I don’t think criticizing Troika games for being buggy was unfair. They were buggy, and I think there were two big reason why that was so. First, we tried putting a lot of features into these games. We really needed to learn how to edit, because we would spend a lot of man-hours putting a feature into a game that hardly any of the players would ultimately care about. For example, Arcanum had newspapers that reported on major incidents that were caused by the player, but I don’t remember a single review mentioning that. We spent a lot of time getting that working, and those hours could have spent balancing real-time combat, or fixing the multiplayer code.

Second, we kept our team sizes small, both for budget and for management purposes. This meant we had less total man-hours to work with, and all of the late nights and weekends couldn’t make up for the fact that we only had about a dozen people working on the Arcanum and Temple projects. Looking back, I am amazed our games were as feature-rich as they were, but I am not surprised they were as buggy as they were. We should have made some serious feature cuts early in their development.

Troika got characterized as (always blaming the publisher) when something was wrong and I think this was unfair. We would always own up to the parts of the development process in which we had made mistakes, but it seemed that if we ever said (we messed up this, and our publisher messed up that), some people just heard the latter part of the comment and would start screaming (Troika is blaming the publishers again!). It got frustrating after a while, especially when I saw people at Troika quoted out of context. But I did gain quite an insight into the American political system, which seems to deal with the same kind of illogical, sound bite oriented system of criticism of its political candidates. People hear what they want to hear, and often make up their minds before seeing, or even in spite of, any evidence to the contrary.

It is known that Arcanum’s sequel, Journey to the Center of Arcanum, was supposed to be a first person game using the Source engine and eventually led to Bloodlines. Can you tell us more about the plans Troika had for the project? Are there any details you can share about the setting, story or gameplay you wanted the sequel to have?

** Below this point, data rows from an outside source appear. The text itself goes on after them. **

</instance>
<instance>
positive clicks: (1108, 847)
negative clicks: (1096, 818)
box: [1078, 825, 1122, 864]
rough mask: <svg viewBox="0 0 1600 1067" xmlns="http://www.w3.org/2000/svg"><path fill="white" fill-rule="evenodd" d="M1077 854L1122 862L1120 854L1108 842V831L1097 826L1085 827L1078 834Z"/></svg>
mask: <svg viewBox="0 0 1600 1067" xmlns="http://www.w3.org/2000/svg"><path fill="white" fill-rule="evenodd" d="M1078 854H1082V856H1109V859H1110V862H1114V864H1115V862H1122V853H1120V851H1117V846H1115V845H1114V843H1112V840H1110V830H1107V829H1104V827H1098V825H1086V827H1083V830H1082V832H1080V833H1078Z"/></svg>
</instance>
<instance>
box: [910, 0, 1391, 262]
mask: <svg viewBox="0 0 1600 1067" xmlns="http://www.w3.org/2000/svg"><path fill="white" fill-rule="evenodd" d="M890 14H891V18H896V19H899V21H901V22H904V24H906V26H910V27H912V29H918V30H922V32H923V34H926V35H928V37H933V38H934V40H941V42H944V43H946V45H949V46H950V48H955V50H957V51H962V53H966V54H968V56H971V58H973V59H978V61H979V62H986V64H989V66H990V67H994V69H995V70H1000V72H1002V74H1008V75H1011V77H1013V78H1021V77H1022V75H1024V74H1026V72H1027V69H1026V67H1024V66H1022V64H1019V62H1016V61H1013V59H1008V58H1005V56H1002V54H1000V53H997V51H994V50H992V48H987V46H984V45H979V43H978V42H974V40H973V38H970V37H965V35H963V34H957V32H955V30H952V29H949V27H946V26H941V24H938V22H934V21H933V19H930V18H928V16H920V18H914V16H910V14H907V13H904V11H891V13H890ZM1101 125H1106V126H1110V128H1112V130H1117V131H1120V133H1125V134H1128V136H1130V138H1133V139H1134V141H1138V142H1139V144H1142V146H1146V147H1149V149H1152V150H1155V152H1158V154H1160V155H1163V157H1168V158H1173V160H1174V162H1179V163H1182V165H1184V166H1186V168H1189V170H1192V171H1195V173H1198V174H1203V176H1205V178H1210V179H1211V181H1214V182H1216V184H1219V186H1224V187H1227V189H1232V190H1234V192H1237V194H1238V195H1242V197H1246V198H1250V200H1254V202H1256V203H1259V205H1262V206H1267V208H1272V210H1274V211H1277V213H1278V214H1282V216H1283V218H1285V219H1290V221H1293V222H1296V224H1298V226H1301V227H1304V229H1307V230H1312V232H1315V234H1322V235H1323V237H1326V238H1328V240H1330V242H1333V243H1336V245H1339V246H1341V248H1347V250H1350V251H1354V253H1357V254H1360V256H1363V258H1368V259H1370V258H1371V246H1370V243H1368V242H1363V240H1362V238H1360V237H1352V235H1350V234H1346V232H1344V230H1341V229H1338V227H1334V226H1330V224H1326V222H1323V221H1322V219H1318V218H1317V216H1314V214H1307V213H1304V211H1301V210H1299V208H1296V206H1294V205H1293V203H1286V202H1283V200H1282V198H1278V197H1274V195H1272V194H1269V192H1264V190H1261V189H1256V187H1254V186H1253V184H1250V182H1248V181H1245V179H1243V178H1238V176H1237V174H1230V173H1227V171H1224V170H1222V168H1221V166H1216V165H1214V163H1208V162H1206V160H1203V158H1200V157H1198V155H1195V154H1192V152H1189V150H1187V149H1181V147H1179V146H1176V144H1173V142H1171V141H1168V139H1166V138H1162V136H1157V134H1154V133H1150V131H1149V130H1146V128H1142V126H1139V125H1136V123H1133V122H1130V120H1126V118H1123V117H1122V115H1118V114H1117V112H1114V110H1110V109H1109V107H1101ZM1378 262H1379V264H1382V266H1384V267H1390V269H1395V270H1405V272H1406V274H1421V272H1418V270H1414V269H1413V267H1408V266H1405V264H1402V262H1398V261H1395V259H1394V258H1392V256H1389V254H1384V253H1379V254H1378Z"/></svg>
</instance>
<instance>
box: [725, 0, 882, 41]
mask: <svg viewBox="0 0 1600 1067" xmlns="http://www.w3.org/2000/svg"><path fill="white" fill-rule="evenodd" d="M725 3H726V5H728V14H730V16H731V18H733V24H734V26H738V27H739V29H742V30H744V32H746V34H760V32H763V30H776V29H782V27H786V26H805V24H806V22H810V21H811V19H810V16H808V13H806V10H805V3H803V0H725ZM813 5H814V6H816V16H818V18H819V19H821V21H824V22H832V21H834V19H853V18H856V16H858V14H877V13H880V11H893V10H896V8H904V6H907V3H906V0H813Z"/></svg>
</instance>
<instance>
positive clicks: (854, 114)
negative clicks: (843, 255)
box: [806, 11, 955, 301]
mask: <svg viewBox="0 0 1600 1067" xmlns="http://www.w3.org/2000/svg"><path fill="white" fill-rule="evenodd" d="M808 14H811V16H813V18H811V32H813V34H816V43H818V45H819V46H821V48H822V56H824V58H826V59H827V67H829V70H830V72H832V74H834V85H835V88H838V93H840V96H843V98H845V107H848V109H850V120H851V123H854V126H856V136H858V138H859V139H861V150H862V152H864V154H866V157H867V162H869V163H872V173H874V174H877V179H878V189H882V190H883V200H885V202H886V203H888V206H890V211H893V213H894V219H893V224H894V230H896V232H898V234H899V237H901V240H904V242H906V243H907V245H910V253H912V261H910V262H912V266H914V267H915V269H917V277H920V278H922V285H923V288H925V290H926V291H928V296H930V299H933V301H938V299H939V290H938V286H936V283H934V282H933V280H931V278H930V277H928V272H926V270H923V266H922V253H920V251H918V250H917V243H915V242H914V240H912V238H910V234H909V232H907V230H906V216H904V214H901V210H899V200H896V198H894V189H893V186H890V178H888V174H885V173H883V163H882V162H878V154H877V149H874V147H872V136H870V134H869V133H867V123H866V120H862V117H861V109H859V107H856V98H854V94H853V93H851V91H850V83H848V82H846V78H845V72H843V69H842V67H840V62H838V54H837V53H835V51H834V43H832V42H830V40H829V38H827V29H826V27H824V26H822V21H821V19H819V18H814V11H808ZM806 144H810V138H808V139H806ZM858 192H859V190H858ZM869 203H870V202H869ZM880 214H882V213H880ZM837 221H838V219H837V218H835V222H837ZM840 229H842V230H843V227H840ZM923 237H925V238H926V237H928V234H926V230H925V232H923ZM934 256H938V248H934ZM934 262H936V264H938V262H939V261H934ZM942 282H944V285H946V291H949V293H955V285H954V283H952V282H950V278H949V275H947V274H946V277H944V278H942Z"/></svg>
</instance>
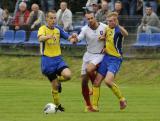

The sequel was based loosely on Jules Verne’s A Journey to the Center of the Earth, where we planned to continue the adventures of the great explorer Franklin Payne. He has disappeared into the bowels of the earth, and his wife has hired you to find him. We had laid out most the storyline, and it included finding prehistoric monsters, subterranean humanoids, and most thrilling of all, a clue about how magic and tech can be reconciled in the same artifact, something that most learned people had believed to be impossible. Of course, none of this came to be, but our talks about using the Source engine led to our making Vampire: Bloodlines.